Key points to consider:
- The SHAP VALUES are saved in an .npz file, one per model.
- Each .npz file contains 5 sets of SHAP values, corresponding to the 5 outer folds used in cross-validation (i.e., five models are trained and evaluated independently).
-
graphs.py : Analyzes the relevance of spatiotemporal features to model performance using SHAP values.
Key points to consider:
-
Loads the .npz files containing SHAP values saved during training. Each SHAP array has shape (num_instances × num_features), where num_features = channels × time points.
-
SHAP values are averaged across instances, reshaped to (channels × time points), and normalized to the [0, 1] range.
-
Coefficients are then summed separately along the spatial (channels) and temporal (time points) dimensions for each subject across all outer cross-validation folds.
-
Since the number of channels can vary across subjects due to preprocessing (e.g., discarding optodes with poor scalp connectivity), spatial analyses are conducted at the brain region level rather than the individual channel level.
-
Features derived from HbO and HbR signals are analyzed separately to provide a more detailed assessment of their contributions to decoding performance.
-
Method | sub.0 | sub.1 | sub.2 | sub.3 | sub.4 | sub.5 | sub.6 | sub.7 |
---|---|---|---|---|---|---|---|---|
SVC | 0.76 ± 0.17 | 0.90 ± 0.12 | 0.63 ± 0.16 | 0.63 ± 0.16 | 0.98 ± 0.05 | 0.72 ± 0.07 | 0.85 ± 0.20 | 0.63 ± 0.14 |
LDA | 0.79 ± 0.17 | 0.84 ± 0.16 | 0.63 ± 0.11 | 0.58 ± 0.07 | 0.94 ± 0.07 | 0.64 ± 0.10 | 0.73 ± 0.16 | 0.67 ± 0.16 |
Au_A_R and Au_A_L = Right and left auditory A region that is located in the rostral aspect of the superior temporal gyrus (also referred to as Heschl’s gyrus). This region is responsible for transforming basic acoustic features into more complex variations.

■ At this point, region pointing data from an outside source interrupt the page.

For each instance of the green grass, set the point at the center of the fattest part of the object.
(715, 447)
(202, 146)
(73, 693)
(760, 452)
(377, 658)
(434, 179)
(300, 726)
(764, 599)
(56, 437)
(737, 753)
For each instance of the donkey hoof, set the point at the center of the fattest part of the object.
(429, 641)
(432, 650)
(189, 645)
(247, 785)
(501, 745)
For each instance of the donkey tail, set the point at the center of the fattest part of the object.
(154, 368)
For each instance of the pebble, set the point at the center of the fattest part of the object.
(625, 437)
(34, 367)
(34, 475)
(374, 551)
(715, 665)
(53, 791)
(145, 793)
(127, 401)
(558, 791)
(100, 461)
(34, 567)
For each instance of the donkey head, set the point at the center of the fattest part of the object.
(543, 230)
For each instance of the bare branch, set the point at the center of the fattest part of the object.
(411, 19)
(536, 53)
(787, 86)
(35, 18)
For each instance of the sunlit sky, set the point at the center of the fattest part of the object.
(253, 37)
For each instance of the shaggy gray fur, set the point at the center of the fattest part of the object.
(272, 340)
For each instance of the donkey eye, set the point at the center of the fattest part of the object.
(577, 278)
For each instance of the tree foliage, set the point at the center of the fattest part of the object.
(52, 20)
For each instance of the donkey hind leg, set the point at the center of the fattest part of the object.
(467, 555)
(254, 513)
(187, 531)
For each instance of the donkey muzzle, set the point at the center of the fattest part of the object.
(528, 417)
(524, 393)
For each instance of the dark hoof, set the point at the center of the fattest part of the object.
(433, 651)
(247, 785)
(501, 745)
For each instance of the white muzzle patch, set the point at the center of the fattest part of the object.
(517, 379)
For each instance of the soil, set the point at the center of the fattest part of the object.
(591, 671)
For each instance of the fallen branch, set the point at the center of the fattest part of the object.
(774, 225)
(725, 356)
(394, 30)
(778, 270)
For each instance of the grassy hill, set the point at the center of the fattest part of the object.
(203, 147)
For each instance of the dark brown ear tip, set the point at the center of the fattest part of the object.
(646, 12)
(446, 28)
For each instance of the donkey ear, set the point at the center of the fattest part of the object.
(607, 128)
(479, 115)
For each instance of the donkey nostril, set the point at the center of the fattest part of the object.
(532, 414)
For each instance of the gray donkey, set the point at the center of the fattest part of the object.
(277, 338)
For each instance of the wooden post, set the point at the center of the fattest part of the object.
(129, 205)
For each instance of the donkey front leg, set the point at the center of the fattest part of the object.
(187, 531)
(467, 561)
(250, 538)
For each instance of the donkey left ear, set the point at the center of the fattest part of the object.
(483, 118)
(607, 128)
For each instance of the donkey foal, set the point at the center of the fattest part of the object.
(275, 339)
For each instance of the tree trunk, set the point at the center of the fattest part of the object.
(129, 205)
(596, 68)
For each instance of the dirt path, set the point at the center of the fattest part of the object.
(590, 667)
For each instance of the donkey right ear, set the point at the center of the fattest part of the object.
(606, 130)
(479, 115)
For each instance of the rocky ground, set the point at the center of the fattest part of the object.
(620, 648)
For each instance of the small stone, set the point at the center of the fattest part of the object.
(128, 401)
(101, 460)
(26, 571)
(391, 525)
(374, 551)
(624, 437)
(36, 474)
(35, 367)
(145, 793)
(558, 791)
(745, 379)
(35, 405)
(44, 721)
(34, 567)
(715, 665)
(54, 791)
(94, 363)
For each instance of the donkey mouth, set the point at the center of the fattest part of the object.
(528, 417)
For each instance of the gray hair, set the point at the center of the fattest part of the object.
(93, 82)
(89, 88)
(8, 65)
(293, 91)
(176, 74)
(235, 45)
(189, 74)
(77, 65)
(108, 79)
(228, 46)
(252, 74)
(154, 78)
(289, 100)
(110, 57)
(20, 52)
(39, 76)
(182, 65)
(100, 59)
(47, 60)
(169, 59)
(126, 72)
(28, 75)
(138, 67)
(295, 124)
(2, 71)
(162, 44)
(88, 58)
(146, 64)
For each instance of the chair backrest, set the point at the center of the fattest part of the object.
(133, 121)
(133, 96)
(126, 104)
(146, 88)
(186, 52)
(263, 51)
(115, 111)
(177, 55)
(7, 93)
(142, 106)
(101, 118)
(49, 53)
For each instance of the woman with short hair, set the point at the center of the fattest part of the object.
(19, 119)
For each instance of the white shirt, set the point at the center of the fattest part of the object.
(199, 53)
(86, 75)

Au_B_R and Au_B_L = Right and left auditory B region that is located in the caudal aspect of the superior temporal gyrus ( Wernicke’s area). This area is involved in phonological analysis and supports working memory processes during language tasks
IFG = Left inferior frontal gyrus, which houses Broca’s area, and is involved in phonological analysis and supports working memory processes during language tasks.
V_A = Visual A region that includes Cuneus and superior occipital gyrus.
V_B = Visual B region that includes middle occipital gyrus.
Based on the SHAP analyses for both SVC and LDA models (Fig. \ref{fig:spatio_temporal}), we averaged the SHAP values of all spatiotemporal features, which also includes the corresponding standard deviations.